Preventing mass outrage at a system like this takes work. Certainly it helps that the news media covers these horrors intermittently rather than as snowballing proof of a racist, lawless administration. But most of all, authorities prevail when the places where people are being tortured and left to die stay hidden, misleadingly named and far from prying eyes.

There’s a name for that kind of system. They’re called concentration camps.

As I previously reported, Pitzer has warned that the situation is only likely to get worse.

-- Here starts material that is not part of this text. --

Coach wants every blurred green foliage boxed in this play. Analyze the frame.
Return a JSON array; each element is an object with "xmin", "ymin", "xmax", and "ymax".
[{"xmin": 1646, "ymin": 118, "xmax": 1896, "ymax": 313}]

“The longer a camp system stays open, the more predictable things will go wrong (contagious diseases, malnutrition, mental health issues). In addition, every significant camp system has also introduced new horrors of its own, that were unforeseen when that system was opened,” she wrote. “So, to sum up this brief sketch, the longer camps stay open, the worse they get, [especially] if they survive their existential crisis & pass a 3- or 4-year mark. I don’t see any current force in the US able & willing to close them, short of popular protest, which isn’t happening yet.”

There are still some who say that, as bad as the immigration detention might be, it’s still bad to call them “concentration camps” because it risks trivializing the Holocaust. But concentration camps originated long before the Holocaust, and the term does not apply only to the Nazi’s atrocities. And pointing out similarities between patterns of persecution, even when the scale and severity are not equal, can be enlightening.

“I’m a historian, a Jew, and an American who only exists because his grandmother escaped Nazi Germany as a teenager in the 1930s,” said Jacob Remes, a New York University professor, in response to Cheney’s comments. “I’m far more offended by my government putting people in concentration camps — as it is doing—than I am by learning from history.”